Low income workers in developing countries face a higher risk of income loss during the COVID-19 isolation as it is more difficult for them to work from home. This is one of the results of a new international, economic study in which researchers at the Universidad Carlos III de Madrid (UC3M) have participated whose results provide useful information for planning post-pandemic de-escalation.

Los trabajadores con bajos ingresos se verán afectados desproporcionadamente por el COVID-19

The article, recently published in Covid Economics: Vetted and Real-Time Papers review  in co-operation with researchers from the University College London (United Kingdom), the National Graduate Institute for Policy Studies (GRIPS) in Japan and the Bank of Thailand, analyses the economic impact of COVID-19 in various aspects of the labour market.

“Our study is a first step towards an analysis of the impact of the pandemic from the job offer point of view. Future research may complement this by examining the impact on job demand, the decline in consumption or the supply-chain effects”, explains one of the researchers, Warn N. Lekfuangfu, professor at the UC3M’s Department of Economics. 

This research focuses on Thailand as a case study, but the findings must be relevant for other countries with similar labour market structures, especially those in which a large portion of the population are self-employed and there is a poor social net for labour protection. The findings can provide useful insights for policymakers and leaders in charge of labour and economic management and who are tasked with de-escalation planning, in order to balance pandemic containment and the associated economic burdens. 

According to researchers, the group of workers who are most likely to be proportionally affected by the health crisis are precisely one of the most vulnerable; those who have less income.

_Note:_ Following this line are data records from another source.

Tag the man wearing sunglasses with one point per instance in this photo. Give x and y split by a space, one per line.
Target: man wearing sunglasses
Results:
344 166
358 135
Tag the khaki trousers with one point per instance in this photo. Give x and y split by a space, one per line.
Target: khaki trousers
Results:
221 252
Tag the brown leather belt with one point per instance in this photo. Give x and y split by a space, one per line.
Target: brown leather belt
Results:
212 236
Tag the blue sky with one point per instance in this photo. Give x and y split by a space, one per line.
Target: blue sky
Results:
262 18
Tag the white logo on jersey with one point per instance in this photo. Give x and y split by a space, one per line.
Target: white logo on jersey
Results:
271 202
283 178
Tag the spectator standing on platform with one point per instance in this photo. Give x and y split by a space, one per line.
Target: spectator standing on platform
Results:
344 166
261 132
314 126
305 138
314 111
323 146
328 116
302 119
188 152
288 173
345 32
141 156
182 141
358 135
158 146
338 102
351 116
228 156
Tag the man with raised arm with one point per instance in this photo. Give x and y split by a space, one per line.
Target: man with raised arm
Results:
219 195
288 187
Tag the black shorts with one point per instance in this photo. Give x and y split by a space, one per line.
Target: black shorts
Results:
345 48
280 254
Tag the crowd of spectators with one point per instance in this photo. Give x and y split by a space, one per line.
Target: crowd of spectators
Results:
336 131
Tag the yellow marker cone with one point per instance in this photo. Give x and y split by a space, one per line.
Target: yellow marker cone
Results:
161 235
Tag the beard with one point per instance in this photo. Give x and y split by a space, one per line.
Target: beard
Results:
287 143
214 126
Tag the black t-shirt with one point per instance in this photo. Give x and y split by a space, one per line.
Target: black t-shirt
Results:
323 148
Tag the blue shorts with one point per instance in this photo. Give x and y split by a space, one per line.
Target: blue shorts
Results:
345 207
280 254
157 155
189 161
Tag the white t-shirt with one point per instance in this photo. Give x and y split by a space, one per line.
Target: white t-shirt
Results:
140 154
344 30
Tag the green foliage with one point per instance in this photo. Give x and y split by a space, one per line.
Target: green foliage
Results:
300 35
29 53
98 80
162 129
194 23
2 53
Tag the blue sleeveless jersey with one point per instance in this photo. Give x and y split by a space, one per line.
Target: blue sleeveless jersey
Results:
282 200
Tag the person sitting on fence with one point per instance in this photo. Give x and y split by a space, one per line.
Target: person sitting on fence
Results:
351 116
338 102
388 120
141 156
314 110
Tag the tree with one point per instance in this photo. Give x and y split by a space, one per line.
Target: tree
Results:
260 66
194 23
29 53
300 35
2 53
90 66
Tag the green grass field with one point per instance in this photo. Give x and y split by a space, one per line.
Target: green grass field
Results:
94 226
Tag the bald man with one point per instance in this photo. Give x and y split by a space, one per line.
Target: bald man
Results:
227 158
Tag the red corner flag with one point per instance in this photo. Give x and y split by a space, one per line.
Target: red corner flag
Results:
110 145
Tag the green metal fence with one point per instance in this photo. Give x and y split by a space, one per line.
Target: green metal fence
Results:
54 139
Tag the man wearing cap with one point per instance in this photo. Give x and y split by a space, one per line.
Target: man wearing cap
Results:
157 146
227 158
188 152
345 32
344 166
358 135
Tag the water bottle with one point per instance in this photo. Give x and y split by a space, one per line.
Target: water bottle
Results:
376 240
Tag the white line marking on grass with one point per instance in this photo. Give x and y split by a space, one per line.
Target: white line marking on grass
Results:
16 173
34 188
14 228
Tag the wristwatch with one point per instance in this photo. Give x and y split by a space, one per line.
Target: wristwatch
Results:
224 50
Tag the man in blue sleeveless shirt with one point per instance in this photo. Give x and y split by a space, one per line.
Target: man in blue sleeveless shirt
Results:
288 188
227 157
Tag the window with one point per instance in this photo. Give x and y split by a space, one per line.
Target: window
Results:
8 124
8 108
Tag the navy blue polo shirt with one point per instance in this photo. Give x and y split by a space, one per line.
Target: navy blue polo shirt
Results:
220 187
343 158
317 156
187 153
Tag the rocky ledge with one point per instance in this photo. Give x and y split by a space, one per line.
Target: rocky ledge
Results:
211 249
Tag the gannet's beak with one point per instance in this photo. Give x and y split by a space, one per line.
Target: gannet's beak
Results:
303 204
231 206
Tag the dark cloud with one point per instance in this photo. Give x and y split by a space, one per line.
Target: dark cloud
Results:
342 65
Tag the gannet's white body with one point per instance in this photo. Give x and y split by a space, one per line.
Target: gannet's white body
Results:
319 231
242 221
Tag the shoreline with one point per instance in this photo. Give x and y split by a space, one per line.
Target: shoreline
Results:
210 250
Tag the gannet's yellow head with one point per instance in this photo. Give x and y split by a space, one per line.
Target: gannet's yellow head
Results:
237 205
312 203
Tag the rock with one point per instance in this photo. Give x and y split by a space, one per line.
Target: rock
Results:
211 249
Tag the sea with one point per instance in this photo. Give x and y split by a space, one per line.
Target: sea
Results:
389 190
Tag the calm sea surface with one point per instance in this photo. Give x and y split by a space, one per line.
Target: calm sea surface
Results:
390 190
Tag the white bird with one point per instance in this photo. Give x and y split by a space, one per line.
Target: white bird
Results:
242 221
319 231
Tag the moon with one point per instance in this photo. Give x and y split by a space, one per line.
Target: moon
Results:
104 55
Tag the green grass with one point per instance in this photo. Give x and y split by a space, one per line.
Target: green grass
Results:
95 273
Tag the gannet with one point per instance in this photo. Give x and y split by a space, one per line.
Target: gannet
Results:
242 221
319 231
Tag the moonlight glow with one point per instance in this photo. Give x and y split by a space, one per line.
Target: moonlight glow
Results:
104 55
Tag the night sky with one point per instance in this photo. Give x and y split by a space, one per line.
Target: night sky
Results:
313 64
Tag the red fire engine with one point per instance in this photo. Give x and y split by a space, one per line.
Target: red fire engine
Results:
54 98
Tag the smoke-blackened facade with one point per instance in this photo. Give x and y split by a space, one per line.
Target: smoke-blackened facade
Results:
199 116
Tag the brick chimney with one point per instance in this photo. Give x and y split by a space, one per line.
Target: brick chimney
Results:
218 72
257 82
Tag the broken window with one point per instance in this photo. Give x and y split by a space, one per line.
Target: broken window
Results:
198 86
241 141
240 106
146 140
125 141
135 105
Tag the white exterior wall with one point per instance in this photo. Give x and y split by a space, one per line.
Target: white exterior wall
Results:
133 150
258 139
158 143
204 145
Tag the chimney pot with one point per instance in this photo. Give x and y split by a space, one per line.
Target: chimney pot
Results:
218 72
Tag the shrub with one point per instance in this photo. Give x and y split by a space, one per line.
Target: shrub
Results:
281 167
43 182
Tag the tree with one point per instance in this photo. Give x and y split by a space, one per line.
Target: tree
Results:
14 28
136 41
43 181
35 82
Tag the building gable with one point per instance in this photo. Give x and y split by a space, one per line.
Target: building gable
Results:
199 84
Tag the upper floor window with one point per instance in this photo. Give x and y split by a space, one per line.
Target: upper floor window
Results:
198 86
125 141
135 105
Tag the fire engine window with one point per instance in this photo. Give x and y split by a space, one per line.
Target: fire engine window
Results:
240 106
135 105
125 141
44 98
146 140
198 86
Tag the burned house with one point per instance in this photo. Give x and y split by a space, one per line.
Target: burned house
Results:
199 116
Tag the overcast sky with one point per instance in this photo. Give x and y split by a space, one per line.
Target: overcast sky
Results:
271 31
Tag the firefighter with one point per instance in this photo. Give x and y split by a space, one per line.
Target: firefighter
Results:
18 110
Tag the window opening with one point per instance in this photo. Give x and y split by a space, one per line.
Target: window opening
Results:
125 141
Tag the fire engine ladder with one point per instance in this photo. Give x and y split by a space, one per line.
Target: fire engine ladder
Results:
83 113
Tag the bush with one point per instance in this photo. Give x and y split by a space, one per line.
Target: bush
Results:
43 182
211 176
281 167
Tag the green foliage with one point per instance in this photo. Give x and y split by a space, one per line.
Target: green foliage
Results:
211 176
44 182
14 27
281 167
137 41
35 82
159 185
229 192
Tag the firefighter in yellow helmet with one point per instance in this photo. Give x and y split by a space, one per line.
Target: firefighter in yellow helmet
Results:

They have also observed that this occurs because, in many cases, in this type of work (in sectors such as agriculture, construction or manufacturing) it is not possible for the workers to work remotely and earn an income. “Without adequate government intervention to support income or employment for the poor, the adverse effect of COVID-19 could worsen income inequality in the population”, indicated one of the authors, Suphanit Piyapromdee, of the Department of Economics at University College London.

The researchers also found that low income workers, such as farmers and construction workers, tend to work in jobs that require less physical proximity to other people at work than higher income workers, such as office workers or schoolteachers. “Our analysis suggests that workers in jobs which cannot be adapted to work from home, but do not require frequent physical contact with others, should be allowed to return to their workplaces first. This happens to one-third of low-income workers,” states Nada Wasi, of the Puey Ungphakorn Institute for Economic Research at the Bank of Thailand. She added that “On the other hand, those who usually work in close physical proximity to others, but whose jobs are well-suited to work from home, may be the last to return to normalcy”.

Researchers have also found differences in couples’ jobs based on their income. According to PonpojePorapakkarm, of GRIPS, “couples in low-income households are more likely to have similar occupations and are highly concentrated in jobs which cannot be adapted to work from home. Whereas high income workers have a lower correlation between husband and wife occupations.” The study has found that 60% of couples in low income households have similar occupations, whereas this only occurs in 20% of high-income households.

Bibliography: Lekfuangfu, W., Piyapromdee, S., Porapakkarm, P., Wasi, N. (2020). Covid Economics: Vetted and Real-Time Papers. New Implications of Job Task Requirements and Spouse's Occupational Sorting'. Volume 12, 2020, (May 1st, 2020), page 87-103.